Yuhang He's Blog

Some birds are not meant to be caged, their feathers are just too bright.

Delve deeper into AWK

During my work as a deep learning researcher, too often I encounter various file processing with sophisticated requirements.

awk is often the shell script I turn to, but it is too complicated to be well grasped in a short time. Thus, I decide to record some error-prone awk usages here.

  • Anyway, awk works as:
awk -F 'xxx' 'BEGIN {print "xxx"} {print "xxx"} END {print "xxx"}' input_file
  • awk for extracting particular file lines containing key words. Note that the key words should be surrounded by /.
awk '/key_words/{print xxx }' input_file
  • Tricks of the trade of the combination of FNR and NR. Similarily, both FNR and NR record the line number AWK currently reads in. But differently, FNR is loyal to the line number being processing in the current file, when a new file arrives, FNR resets itself and begins with 1 again, while NR directly ignores this. One useful application is to stitch or split two files. One obvisous example goes as:
name 12345             12345 salary         name 12345 salary

From left to right, we have two original files and we want to create the third file as shown in the rightmost, which is the combination of the first two files. To achieve this, FNR and NR come to help:

awk -F ' ' 'NR==FNR{a[$2]=$0; next}{print a[$1]" "$2}' file1 file2

where NR==FNR decides whether the file1 is being processed. While file1 is being processed, array $a$ is constructed with $2 of file1 being the array indices and $0 being the array value. When the condition NR==FNR violates, that is, file2 is being processed, {print a[$1]" "$2} is executed, which outputs the expected file.

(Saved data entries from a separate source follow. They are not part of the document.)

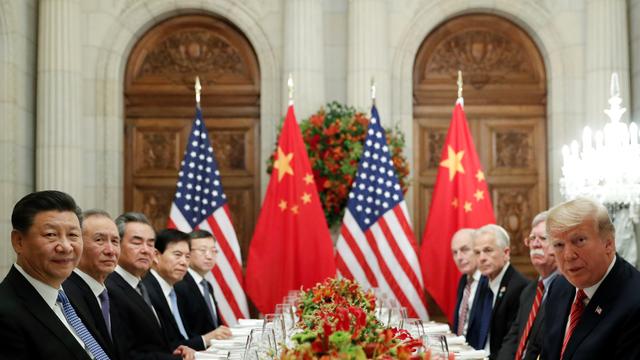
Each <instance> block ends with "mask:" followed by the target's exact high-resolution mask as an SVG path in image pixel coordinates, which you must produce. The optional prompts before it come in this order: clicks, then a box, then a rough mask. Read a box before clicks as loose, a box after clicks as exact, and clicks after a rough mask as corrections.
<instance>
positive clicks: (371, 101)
mask: <svg viewBox="0 0 640 360" xmlns="http://www.w3.org/2000/svg"><path fill="white" fill-rule="evenodd" d="M370 91H371V105H372V106H375V105H376V80H375V79H374V78H373V76H372V77H371V90H370Z"/></svg>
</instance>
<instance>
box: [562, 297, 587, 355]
mask: <svg viewBox="0 0 640 360" xmlns="http://www.w3.org/2000/svg"><path fill="white" fill-rule="evenodd" d="M586 298H587V294H585V293H584V291H583V290H582V289H578V292H577V293H576V299H575V300H574V301H573V305H571V314H570V315H569V327H568V328H567V332H566V333H565V335H564V341H563V342H562V351H561V352H560V359H563V358H564V351H565V350H566V348H567V344H568V343H569V339H571V335H573V331H574V330H575V329H576V326H578V323H579V322H580V318H581V317H582V313H583V312H584V307H585V306H584V300H585V299H586Z"/></svg>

  • Combing awk and eval to dispatch datasets. For example, we have an image list file img_list.txt containing large amounts of image lists. We also created a large number of empty files ranging from 1, 2, …, n. Our goal is to dispatch these images (every 10,000 images) to different files. The relevant shell script can be written as
awk 'BEGIN{cnt=0}{if((NR-1)%10000==0){cnt+=1}{print "cp",$1,cnt}}' img_list.txt
| while read line;do eval $line ;done
  • Prepending line number for a file.
awk '$0 = NR" "$0' file
  • Finding the lines existing in two files simultaneously
awk 'NFR==NR {a[$0];next} $0 in a' file1 file2